Because you were already on probation, you got sentenced to a juvenile detention center. Being away from you was pure hell, but you only got time added onto what you had already been sentenced to when you decided you would run away. More pain for me.

My first hospitalization stemmed from that incident. I wanted to die so the pain would stop. I’ve already written about what transpired to cause me to end up in the ER at Baptist Hospital in Montgomery after I skipped school to try and see you, so I will skip that part for now. I felt like if I could just talk to you, I could get you to straighten up so we could be together again. How naive of me. Of course, they wouldn’t let me see you because I wasn’t family, and it wasn’t visiting hours. It sent me way off the deep end. It was to be the first time in my life that mental illness would rear its ugly head.

Then, there were the letters you would write to me. They always upset me so bad, my Mom started hiding them from me. I came across them one day stuck inside a book on the bookshelves in our den while I was dusting, and confronted her asking her why she would do such a thing. She said it was because your letters always upset me so much. In one of them, you told me you had punched a hole in the wall. My Mom said she called the detention center and talked to your counselor. He told her you did no such thing. Why did you tell me that?

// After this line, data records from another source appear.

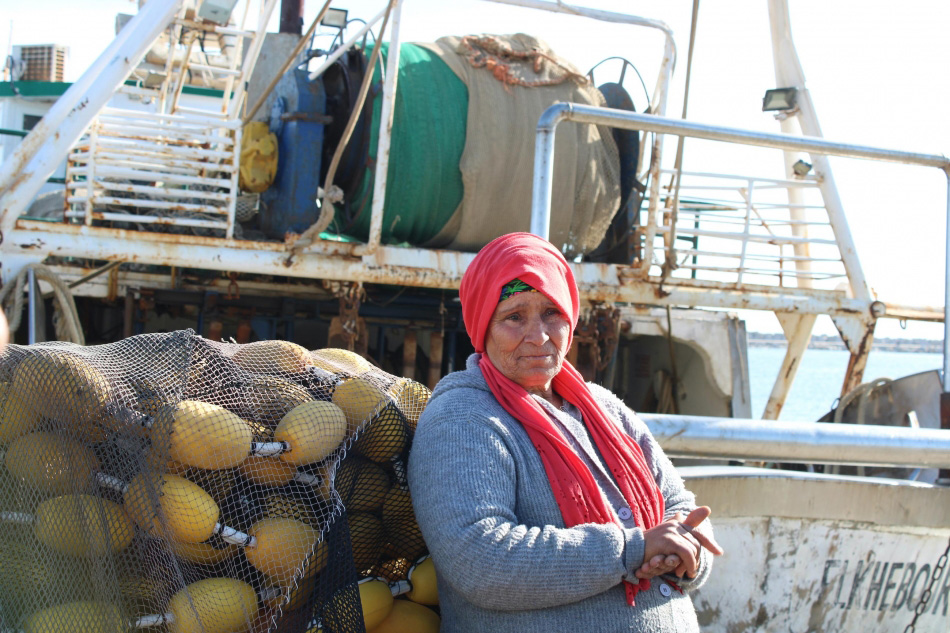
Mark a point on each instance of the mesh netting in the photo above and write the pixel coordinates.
(167, 482)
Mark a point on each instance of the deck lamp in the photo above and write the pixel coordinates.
(801, 168)
(154, 80)
(335, 18)
(217, 11)
(779, 99)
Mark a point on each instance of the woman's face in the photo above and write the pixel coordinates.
(527, 340)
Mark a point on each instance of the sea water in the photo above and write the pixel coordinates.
(818, 382)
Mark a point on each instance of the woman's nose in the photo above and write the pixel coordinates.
(537, 331)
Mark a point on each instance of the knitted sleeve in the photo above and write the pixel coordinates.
(462, 476)
(675, 495)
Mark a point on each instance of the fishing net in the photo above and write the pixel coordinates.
(168, 482)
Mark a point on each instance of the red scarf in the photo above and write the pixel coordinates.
(537, 263)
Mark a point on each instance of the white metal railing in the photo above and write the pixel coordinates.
(739, 230)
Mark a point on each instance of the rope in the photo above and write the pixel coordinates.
(67, 325)
(493, 54)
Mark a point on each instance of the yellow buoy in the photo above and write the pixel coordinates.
(340, 361)
(359, 399)
(86, 616)
(424, 590)
(411, 398)
(409, 617)
(168, 502)
(17, 417)
(51, 463)
(213, 605)
(202, 435)
(313, 430)
(284, 547)
(82, 525)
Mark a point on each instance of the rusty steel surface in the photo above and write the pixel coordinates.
(427, 268)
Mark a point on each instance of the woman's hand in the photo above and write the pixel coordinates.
(680, 536)
(657, 566)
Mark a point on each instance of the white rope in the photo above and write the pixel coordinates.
(67, 327)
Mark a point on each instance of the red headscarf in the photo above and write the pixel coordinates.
(536, 262)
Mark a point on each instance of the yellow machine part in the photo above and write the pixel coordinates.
(258, 157)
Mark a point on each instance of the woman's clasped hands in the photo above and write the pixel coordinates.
(675, 545)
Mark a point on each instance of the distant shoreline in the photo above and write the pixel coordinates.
(824, 341)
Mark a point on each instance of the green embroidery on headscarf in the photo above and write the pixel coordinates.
(513, 287)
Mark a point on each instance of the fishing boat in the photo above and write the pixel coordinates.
(268, 187)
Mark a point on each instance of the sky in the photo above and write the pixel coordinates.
(876, 72)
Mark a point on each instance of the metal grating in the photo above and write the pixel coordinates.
(43, 63)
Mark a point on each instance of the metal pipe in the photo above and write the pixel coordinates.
(544, 145)
(800, 442)
(946, 299)
(789, 72)
(37, 157)
(33, 297)
(387, 110)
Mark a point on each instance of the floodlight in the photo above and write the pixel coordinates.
(801, 168)
(335, 18)
(779, 99)
(217, 11)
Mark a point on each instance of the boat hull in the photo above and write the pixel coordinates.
(822, 553)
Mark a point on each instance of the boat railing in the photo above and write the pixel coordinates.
(742, 230)
(855, 317)
(693, 436)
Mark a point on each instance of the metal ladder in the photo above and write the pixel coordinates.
(170, 164)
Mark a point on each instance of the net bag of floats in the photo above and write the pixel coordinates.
(170, 483)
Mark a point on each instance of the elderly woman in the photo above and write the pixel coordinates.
(546, 504)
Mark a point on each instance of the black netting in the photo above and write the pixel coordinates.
(171, 482)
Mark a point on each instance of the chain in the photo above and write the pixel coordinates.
(925, 596)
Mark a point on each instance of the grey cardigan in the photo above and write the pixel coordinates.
(503, 557)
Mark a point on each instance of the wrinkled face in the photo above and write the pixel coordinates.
(527, 340)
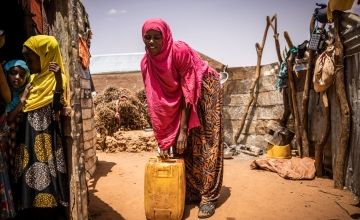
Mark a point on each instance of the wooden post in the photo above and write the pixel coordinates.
(319, 148)
(339, 165)
(292, 94)
(259, 50)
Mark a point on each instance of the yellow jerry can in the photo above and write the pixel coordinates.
(164, 188)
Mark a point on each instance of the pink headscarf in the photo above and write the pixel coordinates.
(169, 77)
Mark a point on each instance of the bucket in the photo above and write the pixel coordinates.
(278, 152)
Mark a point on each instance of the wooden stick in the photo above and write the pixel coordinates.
(259, 50)
(292, 91)
(319, 148)
(339, 165)
(276, 36)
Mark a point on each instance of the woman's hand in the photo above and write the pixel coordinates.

After you were released, you were put back on probation and not supposed to leave the state, but your family and you left almost immediately for Virginia. I was devastated, so more pain to endure for me. I followed you there. Your aunt and uncle took me since they were headed that way anyway. I was 18. There wasn’t really anything my parents could do to stop me, and I was hellbent on going. I was there for two weeks. It was the first time in my life I hadn’t spent Christmas with my family.

In the evenings, you would leave me and be gone for hours to your Dad’s who lived nearby. One of your four sisters still lived with him. We were staying with your brother and sister-in-law. She told me that you were going to see your sister’s friends at your Dads and you were cheating on me with them. I believed her, and left the next morning headed back to Alabama.

You didn’t try to stop me. I’d call you from Alabama because I missed you so much. My heart felt like it was breaking. The last phone call didn’t go so well. I told you I thought we needed to break up. You said, “Fine then!” and slammed the phone down. I was devastated yet again. It took me a long, long time to get my life back together, but it was actually that very same month I met the man I would end up marrying. You and I wouldn’t speak again for thirty-five years.